The notion that journalism is the first rough-draft of history seems to have originated, at least as a phrase, with the editorial board of The Washington Post in the early 1940s. You can see the appeal for journalists at least: There is a certain humility – or if you are disposed to be unkind to the ink-stained wretches, a certain false humility – in saying our work is rough, unfinished, a quick stab; which is true. At the same time, we make some claim to writing history, which is mostly false. We may frame it first, but we are not generally considered primary sources by historians (although the ways we get things wrong often are a rich subject for them).

Yet we persist, doing our best when we can to create a record which serves all sorts of people, including voters and politicians, as near to the present as we can remain. Rather than updating our work, we go on to the next thing and the next, like flibbertigibbets with short attention spans, but with some notable exceptions.

Almost a month ago, we expressed our concern that Gov. Polis’ administration seemed to be stymieing requests for pandemic information by charging state news media as much as $1,770 for access to public records that ought to be free or not carry a prohibitive cost.

On Monday, when we took a gander at Colorado Public Radio’s ambitious new project, “How Colorado caught COVID-19,” in its web iteration and scrolled deep, deep to the end (apparently it would be 22 pages if we printed it), we found this editor’s note: “This story is based on records from the governor’s office, (the Colorado Department of Public Health and Environment) and local public health agencies in El Paso, Summit and Eagle counties. The agencies charged CPR News a total of approximately $2,000 for searching, processing and redacting those records to remove references to personal health histories. The records were supplemented with more than a dozen interviews of officials in those agencies and national experts.”

We cannot say whether it was fair to charge CPR News so much but we are glad CPR could pay it, because the result, in a classic case of burying the lead, is a sensational piece of work. In a narrative that takes one from “early warnings” to “pivotal weeks” and beyond, CPR lays out a detailed case that Colorado was slow to prepare for the pandemic and that the state’s response was often confused or incoherent owing to a fragmented public health system, which led to a loss of trust in the state’s ability to coordinate it.

Additionally, Colorado’s state lab was overwhelmed, taking up to 10 days to turn around test results in early March, to the governor’s frustration.
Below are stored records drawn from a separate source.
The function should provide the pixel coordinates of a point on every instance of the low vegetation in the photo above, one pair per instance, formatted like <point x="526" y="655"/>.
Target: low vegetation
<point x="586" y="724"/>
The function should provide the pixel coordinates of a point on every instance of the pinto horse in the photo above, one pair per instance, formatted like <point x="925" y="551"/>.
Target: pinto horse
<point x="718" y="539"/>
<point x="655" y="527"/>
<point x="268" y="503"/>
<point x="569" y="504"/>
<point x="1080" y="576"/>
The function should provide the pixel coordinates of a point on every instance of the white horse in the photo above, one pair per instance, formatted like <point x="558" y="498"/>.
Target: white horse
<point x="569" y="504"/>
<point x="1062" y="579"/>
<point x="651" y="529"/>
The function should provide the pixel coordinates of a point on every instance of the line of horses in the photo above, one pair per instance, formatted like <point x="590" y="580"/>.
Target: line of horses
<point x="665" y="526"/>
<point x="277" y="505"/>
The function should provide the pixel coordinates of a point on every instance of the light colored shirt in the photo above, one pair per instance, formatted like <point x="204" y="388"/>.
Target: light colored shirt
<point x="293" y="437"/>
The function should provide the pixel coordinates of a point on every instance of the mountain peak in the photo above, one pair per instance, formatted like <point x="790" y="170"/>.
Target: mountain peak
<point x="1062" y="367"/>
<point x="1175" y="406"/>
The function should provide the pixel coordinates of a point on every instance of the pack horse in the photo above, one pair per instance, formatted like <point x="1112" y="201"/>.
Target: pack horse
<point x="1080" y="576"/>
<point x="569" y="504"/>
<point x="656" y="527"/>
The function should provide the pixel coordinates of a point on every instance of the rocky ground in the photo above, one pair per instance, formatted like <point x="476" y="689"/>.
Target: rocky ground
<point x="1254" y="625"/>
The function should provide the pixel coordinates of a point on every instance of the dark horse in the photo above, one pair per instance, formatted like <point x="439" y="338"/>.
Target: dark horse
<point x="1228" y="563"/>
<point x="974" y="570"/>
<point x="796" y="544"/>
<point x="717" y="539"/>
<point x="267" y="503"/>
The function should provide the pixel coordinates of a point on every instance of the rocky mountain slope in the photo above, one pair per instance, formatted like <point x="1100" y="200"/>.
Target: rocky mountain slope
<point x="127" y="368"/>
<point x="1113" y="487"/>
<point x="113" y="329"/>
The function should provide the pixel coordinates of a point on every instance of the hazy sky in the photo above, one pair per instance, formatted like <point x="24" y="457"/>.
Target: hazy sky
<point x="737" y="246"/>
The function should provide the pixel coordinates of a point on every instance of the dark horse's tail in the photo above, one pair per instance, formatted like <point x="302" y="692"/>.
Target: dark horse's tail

And not just his: “In text messages on March 5, county officials mocked Polis’ claimed testing capacity of 160 tests a day as CDPHE struggled to handle half that many in a day.”

And, “As the virus approached, the state made no effort to secure additional protective equipment for first responders, health care workers, hospitals or nursing homes. The lack of masks, gloves and gowns, and the competition for supplies with other states and the federal government would become an important issue as the number of cases grew.”

Moreover, contract tracing of patients in some counties was abandoned early on amid hours lost to poor communication, essentially ending efforts at containment before they began “despite the emphasis placed on tracing by state health officials. Instead, slowing the virus through extreme social distancing orders became the focus.”